Boas biografias mostram o lado mais íntimo e desconhecido de uma pessoa, ainda que ela seja uma figura pública. Entretanto, esta proximidade com Sontag pode não ser tão encantadora como seus textos. Por exemplo, um dos entrevistados pelo biógrafo lembra que, na escola, ela havia lhe perguntado se estava matriculado no programa de crianças intelectualmente talentosas. Quando ele disse que sim, Sontag perguntou se ela poderia falar com ele “porque as crianças da minha turma são tão idiotas que eu não posso falar com elas”. Ela só tinha 12 anos, mas isso até pode parecer natural para quem aprendeu a ler aos 3 anos e a escrever aos 6, balizando como seria a construção de seu legado intelectual.

Quem somos nós? O que somos nós? Por que somos nós? Uma alusão ao poeta inglês William Shakespeare, segundo Gefter, são questões existenciais que ressaltam o conjunto dos retratos produzidos por Richard Avedon. “Somos todos da mesma espécie, e com cada retrato que ele fez, independentemente de ser de um nobre ou de um sujeito de rua, ele representou alguém a ser contemplado no contexto de seu catálogo contínuo da humanidade, o que nos levou a considerar, uma vez mais, se somos a imagem que vemos no espelho”, escreve o autor.
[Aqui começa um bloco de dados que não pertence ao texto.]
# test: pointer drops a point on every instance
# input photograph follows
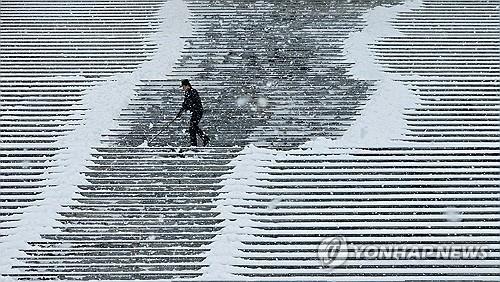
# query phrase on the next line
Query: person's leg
(194, 129)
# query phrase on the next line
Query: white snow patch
(104, 103)
(381, 123)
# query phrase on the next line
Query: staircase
(272, 74)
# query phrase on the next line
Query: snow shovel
(147, 142)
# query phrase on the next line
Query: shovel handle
(163, 129)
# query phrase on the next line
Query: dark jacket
(192, 102)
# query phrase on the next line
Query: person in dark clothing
(192, 103)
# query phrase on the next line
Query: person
(192, 103)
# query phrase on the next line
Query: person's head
(185, 85)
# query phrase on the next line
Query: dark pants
(194, 129)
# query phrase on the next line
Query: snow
(381, 121)
(380, 124)
(96, 121)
Seu caráter perscrutador já parecia estar moldado aos 13 anos, questionando as revelações de seu rabino durante seu Bar Mitzvah. A curiosa história sobre a decepcionante revelação do religioso após todo seu complicado preparatório, “A verdade é a fonte”, foi contada para a modelo e atriz americana Lauren Hutton, uma de suas famosas interlocutoras, que fazia parte do mundo cultural e fashion novaiorquino e ouvia suas memórias. Ela, juntamente com a jornalista Doon Arbus, filha de Diane Arbus, Evelyn Avedon, sua esposa, e outros familiares, a atriz Lauren Bacall, o curador Peter Galassi e o jornalista Adam Gopnik são algumas das dezenas de fontes citadas.
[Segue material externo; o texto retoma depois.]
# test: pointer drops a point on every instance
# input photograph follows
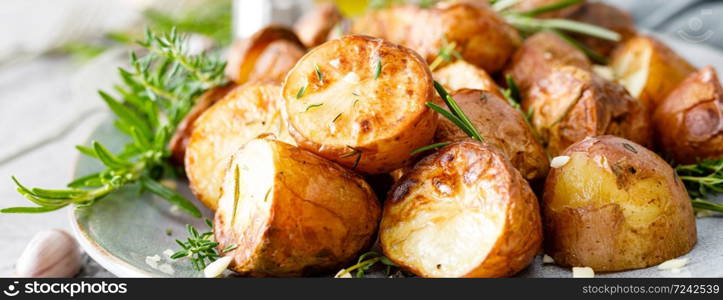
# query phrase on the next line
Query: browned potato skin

A biografia de Arbus não se justifica apenas pelo interesse em uma existência incomum, mas pelo fato de estar extremamente conectada com sua obra fotográfica, ou melhor na construção de uma poderosa imagética como poucas vezes se viu no século XX. Em cinco páginas, o autor comenta uma de suas fotos mais icônicas, a do menino com a granada na mão no Central Park, de 1962 (que de certa forma nos remete a frase de Norman Mailer), Colin Wood, que na época tinha sete anos, disse ao autor: “Eu estava apenas impaciente, ela me viu frustado pelo que tinha ao meu redor…” De fato, uma frustração mútua que se tornaria propulsora de sua obra.

A descrição da fotografia de Wood no verbete da coleção do Metropolitan Museum of Art, de Nova York, cidade onde nasceu e viveu a fotógrafa, é que a imagem encarna uma mistura de inocência com violência, que nos faz pensar na transição de um país, saindo do isolacionismo complacente dos anos 1950 rumo a uma turbulência sociopolítica do final dos anos 1960 e 1970, uma certa presciência intuitiva que Diane Arbus tinha de seu tempo.
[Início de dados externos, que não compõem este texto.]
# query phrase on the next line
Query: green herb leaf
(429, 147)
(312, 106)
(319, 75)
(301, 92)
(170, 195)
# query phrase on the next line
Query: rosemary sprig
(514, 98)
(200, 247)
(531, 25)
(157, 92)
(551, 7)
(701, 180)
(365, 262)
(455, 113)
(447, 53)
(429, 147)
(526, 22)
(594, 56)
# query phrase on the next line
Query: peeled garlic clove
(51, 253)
Pelo fato de Susan Sontag ser uma admirável intelectual e ativista, já vale a pena ler o grande volume, embora seja interessante e mais produtivo que o leitor mais interessado em fotografia já tivesse em conta alguns de seus livros, pelo menos o já mencionado Sobre a fotografia. Melhor ainda, depois da biografia, para quem leu o livro nos anos 1980, seria interessante fazer uma revisão do seu entendimento sobre este. Pode ser que mude algumas opiniões.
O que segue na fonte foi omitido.